In early 2012, the Royal Borough of Kensington and Chelsea held a formal opening for the redesigned Exhibition Road. This old Victorian avenue, once designed to get thousands of spectators between South Kensington tube station and the Great Exhibition in Hyde Park, is now the home to a host of London's biggest and most prestigious museums, and apparently this innocuous street in West London gets more visitors every year than Venice.

Exhibition Road was a grubby, cramped street full of idling coaches, where cars parked down both sides and in the middle of the street and tourists were advised to use the Victorian pedestrian tunnel that runs part of the way under the road. Today it is the UK's largest "shared space", a Scandinavian concept where rules and barriers are taken away so that pedestrians and cars mix, forcing both to pay more attention and improving road safety.

The question is, was this thronged thoroughfare the right place for an experimental scheme?

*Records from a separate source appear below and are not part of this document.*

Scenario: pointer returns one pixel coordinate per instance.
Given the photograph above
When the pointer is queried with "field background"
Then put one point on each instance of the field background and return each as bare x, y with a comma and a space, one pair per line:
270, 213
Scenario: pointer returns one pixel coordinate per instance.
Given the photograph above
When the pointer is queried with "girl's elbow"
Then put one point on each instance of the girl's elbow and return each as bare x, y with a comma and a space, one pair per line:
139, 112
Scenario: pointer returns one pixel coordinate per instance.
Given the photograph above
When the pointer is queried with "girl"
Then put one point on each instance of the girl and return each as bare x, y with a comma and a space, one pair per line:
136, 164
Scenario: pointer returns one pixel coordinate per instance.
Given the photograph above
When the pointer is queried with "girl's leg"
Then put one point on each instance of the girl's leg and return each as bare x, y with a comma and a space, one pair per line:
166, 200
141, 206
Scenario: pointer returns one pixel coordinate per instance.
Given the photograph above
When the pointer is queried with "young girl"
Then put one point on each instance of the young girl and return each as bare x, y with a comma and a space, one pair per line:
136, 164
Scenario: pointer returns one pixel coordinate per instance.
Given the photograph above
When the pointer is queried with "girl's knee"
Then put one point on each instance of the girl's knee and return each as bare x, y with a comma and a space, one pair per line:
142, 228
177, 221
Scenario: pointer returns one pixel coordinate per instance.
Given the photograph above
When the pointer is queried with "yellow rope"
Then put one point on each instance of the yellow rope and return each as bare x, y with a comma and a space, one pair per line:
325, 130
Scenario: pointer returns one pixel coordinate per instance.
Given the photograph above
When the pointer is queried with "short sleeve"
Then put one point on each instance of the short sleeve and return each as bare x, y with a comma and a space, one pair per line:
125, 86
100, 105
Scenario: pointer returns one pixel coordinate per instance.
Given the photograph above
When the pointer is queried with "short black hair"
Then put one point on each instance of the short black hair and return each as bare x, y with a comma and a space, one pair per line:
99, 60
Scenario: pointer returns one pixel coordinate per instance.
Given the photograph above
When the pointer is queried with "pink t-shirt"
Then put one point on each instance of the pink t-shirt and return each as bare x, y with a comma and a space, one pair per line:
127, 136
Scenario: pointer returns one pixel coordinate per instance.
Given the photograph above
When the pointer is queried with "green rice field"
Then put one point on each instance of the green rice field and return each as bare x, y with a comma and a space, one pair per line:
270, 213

At present, Exhibition Road is not just nicer than it used to be, it's also quieter — virtually empty of traffic, in fact. That makes a big contribution to it becoming a more pleasant place for pedestrians to stroll around, but it's happened because it's now more difficult to drive and, for the last three years, it's been the site of continuous roadworks. All those coaches and taxis must have gone somewhere. So while this experiment seems to be largely successful, it's important to remember that it wouldn't work everywhere, because its success relies to a certain extent on moving one of Exhibition Road's biggest eyesores — the traffic — somewhere else.